Simply put, customer success or customer service is the lifeblood of your business. Period. And customer success goes beyond one team and encompasses an entire company culture. Research shows that customer service is paramount with company success:

 

When asking consumers what impacts their level of trust with a company, offering excellent customer service ranked number one. (Dimensional Research)
89% of consumers have switched to doing business with a competitor following a poor customer experience.  (Harris Interactive)

 

In addition to these stats, customer satisfaction directly affects your bottom line over time:

 

The average customer spends 67 percent more money during his or her third year as a customer than during the first year as a customer. (Source)

 

Every responsible manager must know these customer service stats if s/he wishes to deliver outstanding customer experience. Plus, s/he must be open to being trained.

 

In past blogs, we addressed the role of a sales manager in coaching, but today we will be talking about the role of training in enhancing management skills.

 

train the trainer

 

Why Train the Trainer?

 

Politeness, proactiveness, a helping nature, and a smiling face are the basic makings of a customer service representative.
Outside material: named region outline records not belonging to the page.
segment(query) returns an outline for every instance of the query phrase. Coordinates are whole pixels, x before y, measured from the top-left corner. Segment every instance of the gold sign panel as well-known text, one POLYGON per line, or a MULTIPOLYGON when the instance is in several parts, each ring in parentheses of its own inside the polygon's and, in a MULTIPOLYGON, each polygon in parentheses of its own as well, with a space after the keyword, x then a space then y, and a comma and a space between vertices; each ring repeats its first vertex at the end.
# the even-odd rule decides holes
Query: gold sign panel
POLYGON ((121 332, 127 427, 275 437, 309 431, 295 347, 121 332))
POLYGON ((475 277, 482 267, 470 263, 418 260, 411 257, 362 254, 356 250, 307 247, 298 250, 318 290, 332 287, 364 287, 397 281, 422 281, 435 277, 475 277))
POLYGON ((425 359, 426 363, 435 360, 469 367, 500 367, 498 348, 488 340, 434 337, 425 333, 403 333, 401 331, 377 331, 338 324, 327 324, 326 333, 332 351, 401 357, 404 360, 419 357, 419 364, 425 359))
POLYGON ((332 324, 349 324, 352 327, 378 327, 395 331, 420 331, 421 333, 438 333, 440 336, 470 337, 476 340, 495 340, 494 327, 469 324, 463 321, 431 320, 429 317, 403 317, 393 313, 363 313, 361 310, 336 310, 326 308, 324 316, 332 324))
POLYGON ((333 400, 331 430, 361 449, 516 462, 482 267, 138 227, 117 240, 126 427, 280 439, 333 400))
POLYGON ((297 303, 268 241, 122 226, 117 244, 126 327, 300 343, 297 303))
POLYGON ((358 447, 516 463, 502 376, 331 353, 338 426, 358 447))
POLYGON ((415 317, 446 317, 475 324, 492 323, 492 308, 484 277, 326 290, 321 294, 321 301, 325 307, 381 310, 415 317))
Plus, the main factors in ensuring that employees maintain this approach at all times are the attitudes and behaviors of the management itself.

 

It’s easier for most people to follow a live, breathing person than to follow training manuals and presentations. The presence and responses of a manager leave a deeper and more prolonged impact on the team when compared to the teachings and instructions of any coaching programs.

 

If a manager exhibits a positive customer service attitude the team will follow suit, and their focus will be the customers’ needs. If the manager often fails to be a good example, then the team will lose motivation to endorse the current business trends. If the manager himself fails to model the company principles, the team will work to either complete work hours or work just for money, which brings the company down!

 

It is crucial that managers first understand the impact of their behaviors and then make efforts to bring about a change. An easy way to get managers on board is with customer service training. If you have managers resistant to training, this might help you convince them:

 

  • The team’s success depends on the one who manages them. A manager can build a roadmap to success only if s/he masters customer service values and hence, leads by example.
  • Customer success trends change. Therefore, the customer success team’s approach must also change. When adapting to these changes, the team members will expect directions and answers from no one else but the manager. Keeping yourself up to date with trends is easy but understanding it enough to be implemented within a team requires training.
  • Other than qualities to achieve customer service excellence, a manager can develop many soft skills like confidence, flexibility, creative thinking, listening well, effective communication, and many others.
  • A program focused on developing managerial skills can act as a platform to discuss employee-specific issues that might require special or different treatment.

 

train the trainer

Before We Meet Again

 

Training a trainer holds them responsible for their actions. It helps them understand their role and most importantly their impact on the fellow team members. It ensures the reinforcement of company values and customer service attitude at every level of the business.

 

Quick Tip: In a training program for managers, do not forget to include content and particular perspectives that will help managers to fulfill their roles as both supervisors and mentors.